OP, I realise you are trying to steer a middle course, be fair, be kind to your child and his friend, etc. etc., but please remember the comments regarding him becoming ‘normalised’ as a ‘Safe Dad’. Mitigating risk by trying to be present at contacts is all well and good but, as others have said, if he is flagged as Safe Dad now, what happens in the future when your child or a younger sibling meets Safe Dad and suddenly it turns out he isn’t Safe ?
I was sexually abused by the father of my brother’s best friend when I was 12. It happened when his wife, my father, my brother and his mate were all in the house but in other rooms. This was over 50 years ago and I was very naïve. In hindsight, I think if I’d told my father he would have gone down the ‘don’t be stupid, don’t tell lies’ etc. route, after all, the perpetrator was a good bloke….he was the father of my brother’s best friend wasn’t he ? A Safe Dad.
I’ve told very few people about this but it has affected me through my life. I thought I’d buried it but when my brother mentioned, in passing, a couple of years ago, did I remember X as he’d just died ? I was poleaxed. My brother just kept rambling on as is his wont but I finished the call as soon as possible and spent the next 2 hours sobbing. I’m mid-late 60s and it still has the power to affect me to my core.
Please heed the warnings about normalising this man as a Safe Dad. He might be now but I’m afraid the balance of probabilities suggest Sexual Offenders do not reform.
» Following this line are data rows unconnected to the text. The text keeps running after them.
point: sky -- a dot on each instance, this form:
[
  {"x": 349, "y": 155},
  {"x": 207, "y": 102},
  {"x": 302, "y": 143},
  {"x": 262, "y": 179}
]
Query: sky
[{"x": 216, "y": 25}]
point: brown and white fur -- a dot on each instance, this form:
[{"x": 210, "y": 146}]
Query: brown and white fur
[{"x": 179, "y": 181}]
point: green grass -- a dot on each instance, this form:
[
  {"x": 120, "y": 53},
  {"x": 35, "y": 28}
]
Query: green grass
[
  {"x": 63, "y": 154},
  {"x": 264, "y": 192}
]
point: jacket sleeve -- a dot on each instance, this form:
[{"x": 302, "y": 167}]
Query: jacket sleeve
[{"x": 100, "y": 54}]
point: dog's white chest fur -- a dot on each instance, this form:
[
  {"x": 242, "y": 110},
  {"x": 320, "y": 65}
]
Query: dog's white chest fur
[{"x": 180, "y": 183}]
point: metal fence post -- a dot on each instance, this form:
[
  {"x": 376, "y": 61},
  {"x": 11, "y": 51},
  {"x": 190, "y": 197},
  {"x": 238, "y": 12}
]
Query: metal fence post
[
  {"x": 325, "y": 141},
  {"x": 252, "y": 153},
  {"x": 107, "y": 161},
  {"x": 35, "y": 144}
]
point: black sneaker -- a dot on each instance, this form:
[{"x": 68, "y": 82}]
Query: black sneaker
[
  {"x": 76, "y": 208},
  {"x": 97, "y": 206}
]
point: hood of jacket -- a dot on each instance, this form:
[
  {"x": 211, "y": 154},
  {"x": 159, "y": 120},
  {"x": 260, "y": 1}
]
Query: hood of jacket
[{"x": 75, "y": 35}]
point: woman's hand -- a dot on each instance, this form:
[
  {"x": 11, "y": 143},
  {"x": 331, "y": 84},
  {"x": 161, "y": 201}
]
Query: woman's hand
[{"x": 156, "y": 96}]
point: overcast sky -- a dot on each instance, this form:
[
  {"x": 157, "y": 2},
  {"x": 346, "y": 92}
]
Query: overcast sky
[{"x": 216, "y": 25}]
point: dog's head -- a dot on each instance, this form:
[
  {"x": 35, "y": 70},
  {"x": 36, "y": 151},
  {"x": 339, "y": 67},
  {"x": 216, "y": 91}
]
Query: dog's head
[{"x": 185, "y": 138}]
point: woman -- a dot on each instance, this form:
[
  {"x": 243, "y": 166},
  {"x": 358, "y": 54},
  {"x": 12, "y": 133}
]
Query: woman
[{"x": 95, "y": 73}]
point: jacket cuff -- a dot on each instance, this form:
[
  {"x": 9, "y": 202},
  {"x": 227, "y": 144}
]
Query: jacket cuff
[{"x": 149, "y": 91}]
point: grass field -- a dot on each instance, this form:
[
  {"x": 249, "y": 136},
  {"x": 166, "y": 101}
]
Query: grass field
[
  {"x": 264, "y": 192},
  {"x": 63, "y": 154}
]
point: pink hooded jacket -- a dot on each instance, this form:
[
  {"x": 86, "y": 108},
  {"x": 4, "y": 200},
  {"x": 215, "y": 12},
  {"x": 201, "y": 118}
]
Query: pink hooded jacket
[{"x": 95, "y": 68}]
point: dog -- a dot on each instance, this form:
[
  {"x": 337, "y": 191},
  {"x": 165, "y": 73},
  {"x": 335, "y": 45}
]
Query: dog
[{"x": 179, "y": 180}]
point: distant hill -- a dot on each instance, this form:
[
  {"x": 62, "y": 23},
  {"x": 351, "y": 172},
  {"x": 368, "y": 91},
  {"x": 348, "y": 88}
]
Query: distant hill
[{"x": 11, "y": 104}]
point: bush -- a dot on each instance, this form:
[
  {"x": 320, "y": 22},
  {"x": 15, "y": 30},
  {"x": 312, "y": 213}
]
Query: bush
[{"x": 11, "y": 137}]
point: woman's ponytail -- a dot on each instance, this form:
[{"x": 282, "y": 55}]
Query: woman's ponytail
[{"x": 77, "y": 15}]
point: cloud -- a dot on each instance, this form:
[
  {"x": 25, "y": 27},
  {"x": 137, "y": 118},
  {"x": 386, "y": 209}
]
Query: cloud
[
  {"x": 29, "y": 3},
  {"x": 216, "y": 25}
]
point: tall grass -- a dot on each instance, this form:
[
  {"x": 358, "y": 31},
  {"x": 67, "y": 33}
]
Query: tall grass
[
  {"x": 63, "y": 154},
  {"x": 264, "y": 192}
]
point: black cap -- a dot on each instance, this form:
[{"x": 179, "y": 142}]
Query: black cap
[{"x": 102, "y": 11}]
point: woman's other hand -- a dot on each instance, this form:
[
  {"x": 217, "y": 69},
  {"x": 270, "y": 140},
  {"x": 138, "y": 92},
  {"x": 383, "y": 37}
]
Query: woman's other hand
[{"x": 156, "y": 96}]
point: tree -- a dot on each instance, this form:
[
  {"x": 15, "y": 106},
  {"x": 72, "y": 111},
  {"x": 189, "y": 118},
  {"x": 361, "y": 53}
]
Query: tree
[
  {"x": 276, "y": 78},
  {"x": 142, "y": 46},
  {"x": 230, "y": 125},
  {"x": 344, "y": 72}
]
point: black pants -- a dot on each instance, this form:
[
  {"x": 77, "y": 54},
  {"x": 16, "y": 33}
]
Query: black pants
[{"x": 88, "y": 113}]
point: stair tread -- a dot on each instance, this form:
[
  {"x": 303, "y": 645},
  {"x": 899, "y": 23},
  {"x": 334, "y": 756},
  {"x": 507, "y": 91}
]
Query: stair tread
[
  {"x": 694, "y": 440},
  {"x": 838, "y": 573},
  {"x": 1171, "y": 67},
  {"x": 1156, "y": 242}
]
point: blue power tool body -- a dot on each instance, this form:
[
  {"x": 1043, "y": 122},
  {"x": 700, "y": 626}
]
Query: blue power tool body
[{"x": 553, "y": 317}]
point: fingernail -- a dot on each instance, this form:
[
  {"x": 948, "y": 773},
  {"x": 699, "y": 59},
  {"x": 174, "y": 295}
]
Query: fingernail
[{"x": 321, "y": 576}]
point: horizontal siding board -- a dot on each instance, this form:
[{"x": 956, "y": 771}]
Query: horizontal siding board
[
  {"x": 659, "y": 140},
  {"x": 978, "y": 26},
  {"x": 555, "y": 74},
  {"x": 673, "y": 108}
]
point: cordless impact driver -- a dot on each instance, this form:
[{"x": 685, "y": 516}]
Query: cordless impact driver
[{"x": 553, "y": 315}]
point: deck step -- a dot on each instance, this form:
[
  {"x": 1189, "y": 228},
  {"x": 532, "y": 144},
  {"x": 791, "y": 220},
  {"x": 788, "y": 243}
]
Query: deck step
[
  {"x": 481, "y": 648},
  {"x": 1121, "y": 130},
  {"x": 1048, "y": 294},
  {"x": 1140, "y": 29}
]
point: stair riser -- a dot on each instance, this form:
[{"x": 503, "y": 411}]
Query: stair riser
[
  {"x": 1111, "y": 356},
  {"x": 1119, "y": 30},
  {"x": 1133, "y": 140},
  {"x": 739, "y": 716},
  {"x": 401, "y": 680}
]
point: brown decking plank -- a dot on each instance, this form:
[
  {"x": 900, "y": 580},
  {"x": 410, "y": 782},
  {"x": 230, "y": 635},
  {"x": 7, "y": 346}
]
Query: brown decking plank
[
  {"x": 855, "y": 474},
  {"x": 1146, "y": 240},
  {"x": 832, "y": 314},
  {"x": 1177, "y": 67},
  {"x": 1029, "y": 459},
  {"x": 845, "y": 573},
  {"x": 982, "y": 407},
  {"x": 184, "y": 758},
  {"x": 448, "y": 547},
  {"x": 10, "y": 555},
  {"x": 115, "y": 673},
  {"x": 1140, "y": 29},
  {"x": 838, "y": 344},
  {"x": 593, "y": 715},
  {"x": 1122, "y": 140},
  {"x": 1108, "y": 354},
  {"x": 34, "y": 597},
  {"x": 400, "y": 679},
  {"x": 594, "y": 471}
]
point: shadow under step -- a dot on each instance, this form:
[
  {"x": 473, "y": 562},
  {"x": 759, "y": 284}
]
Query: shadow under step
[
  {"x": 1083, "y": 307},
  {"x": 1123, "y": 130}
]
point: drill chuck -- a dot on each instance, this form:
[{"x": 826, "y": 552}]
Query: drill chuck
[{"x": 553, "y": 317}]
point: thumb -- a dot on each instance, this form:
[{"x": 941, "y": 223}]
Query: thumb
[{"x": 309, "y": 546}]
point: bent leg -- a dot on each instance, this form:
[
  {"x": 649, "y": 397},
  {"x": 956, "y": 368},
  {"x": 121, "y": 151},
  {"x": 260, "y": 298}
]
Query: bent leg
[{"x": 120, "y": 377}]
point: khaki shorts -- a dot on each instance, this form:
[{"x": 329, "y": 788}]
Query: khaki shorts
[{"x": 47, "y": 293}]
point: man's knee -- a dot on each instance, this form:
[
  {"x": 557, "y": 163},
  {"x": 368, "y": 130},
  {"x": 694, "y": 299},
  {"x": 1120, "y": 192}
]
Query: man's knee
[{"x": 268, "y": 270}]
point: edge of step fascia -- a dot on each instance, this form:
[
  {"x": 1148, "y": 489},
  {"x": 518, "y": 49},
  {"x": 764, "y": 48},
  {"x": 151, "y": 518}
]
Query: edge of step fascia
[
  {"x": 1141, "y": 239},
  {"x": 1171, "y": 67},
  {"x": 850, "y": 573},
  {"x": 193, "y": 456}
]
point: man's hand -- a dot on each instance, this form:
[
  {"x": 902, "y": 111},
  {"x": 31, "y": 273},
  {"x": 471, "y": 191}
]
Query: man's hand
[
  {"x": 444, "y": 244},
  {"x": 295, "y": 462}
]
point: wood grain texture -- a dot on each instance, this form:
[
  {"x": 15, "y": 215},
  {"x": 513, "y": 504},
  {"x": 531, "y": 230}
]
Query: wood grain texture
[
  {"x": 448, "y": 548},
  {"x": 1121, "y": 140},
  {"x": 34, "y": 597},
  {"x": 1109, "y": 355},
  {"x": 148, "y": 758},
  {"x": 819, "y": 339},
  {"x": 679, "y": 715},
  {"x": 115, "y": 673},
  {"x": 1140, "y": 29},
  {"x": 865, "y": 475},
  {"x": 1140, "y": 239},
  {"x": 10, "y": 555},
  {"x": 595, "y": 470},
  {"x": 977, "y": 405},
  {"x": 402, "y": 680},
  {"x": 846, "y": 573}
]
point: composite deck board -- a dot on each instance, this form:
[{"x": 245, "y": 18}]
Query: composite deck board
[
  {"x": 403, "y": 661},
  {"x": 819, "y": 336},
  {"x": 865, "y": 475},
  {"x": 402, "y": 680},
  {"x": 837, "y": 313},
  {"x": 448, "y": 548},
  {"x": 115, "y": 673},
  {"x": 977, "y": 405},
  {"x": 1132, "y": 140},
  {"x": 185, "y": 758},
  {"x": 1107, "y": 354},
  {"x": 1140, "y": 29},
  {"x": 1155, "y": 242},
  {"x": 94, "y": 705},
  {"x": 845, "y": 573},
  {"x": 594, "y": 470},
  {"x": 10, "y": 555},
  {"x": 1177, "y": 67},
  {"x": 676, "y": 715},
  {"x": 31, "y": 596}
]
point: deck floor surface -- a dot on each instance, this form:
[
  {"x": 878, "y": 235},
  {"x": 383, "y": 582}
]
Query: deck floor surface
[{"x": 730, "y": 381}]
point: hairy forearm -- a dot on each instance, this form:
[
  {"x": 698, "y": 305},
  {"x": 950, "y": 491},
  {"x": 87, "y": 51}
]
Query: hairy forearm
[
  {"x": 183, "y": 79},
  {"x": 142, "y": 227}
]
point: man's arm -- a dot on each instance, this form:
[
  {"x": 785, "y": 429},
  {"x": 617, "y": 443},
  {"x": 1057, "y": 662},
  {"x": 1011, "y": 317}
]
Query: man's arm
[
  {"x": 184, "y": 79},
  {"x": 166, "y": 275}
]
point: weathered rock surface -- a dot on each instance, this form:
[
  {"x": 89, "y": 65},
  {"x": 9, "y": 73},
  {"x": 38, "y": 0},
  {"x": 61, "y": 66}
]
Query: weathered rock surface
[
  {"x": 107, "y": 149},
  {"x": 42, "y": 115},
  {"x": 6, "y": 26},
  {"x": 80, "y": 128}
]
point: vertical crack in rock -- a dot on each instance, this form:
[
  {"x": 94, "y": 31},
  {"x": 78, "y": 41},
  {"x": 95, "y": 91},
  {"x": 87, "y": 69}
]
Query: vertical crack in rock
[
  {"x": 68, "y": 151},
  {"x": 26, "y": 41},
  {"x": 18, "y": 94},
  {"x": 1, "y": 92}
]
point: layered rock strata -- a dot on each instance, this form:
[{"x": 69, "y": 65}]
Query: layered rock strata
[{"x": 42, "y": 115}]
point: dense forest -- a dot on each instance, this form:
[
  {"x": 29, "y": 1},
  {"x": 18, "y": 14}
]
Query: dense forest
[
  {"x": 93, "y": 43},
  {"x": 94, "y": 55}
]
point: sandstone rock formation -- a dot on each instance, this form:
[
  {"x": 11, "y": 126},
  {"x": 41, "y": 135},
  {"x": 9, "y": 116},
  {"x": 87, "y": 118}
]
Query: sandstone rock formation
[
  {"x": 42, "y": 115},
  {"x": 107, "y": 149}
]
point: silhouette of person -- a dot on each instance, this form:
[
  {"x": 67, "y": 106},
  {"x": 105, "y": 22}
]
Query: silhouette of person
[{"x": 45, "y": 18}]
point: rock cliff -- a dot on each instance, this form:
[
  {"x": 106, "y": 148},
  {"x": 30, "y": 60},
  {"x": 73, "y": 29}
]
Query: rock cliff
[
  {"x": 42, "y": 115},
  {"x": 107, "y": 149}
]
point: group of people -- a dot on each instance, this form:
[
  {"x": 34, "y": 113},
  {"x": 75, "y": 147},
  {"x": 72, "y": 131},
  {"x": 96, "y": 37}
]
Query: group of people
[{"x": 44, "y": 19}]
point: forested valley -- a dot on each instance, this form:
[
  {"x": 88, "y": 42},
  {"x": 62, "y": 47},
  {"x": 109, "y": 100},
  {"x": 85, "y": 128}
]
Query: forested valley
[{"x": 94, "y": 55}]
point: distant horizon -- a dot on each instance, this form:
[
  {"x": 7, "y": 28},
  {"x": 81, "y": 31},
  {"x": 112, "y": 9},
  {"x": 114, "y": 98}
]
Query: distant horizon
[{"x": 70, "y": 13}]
If I was in your position I would ask the Police if I am entitled to more information; attending in person at the Police Station to ask might give you a better feeling of what is possible and gets rid of the emailing to and fro numerous times.
Are you friendly enough with another parent to be confident they would be honest with you about how they feel ? It may be there are a lot of you not wanting to be seen to be ‘unkind’ but are worried.
I think I would veer on the side of seeming a bit odd rather than expose my child to a known sex offender. Oh, and as others have said, his wife has her own problems to steer through but I’m afraid I wouldn’t be 100% sure I would trust her not to have her husband around the children.
Final thought. Looking at photos online is what is often referred to as an ‘entry’ offence but he has also been convicted of what might be considered as a ‘next stage’ offence of grooming. There are three ways an offender can go. Back to non-offending, staying at the same level and escalating. I don’t know which way this man might go but neither do any other posters on here.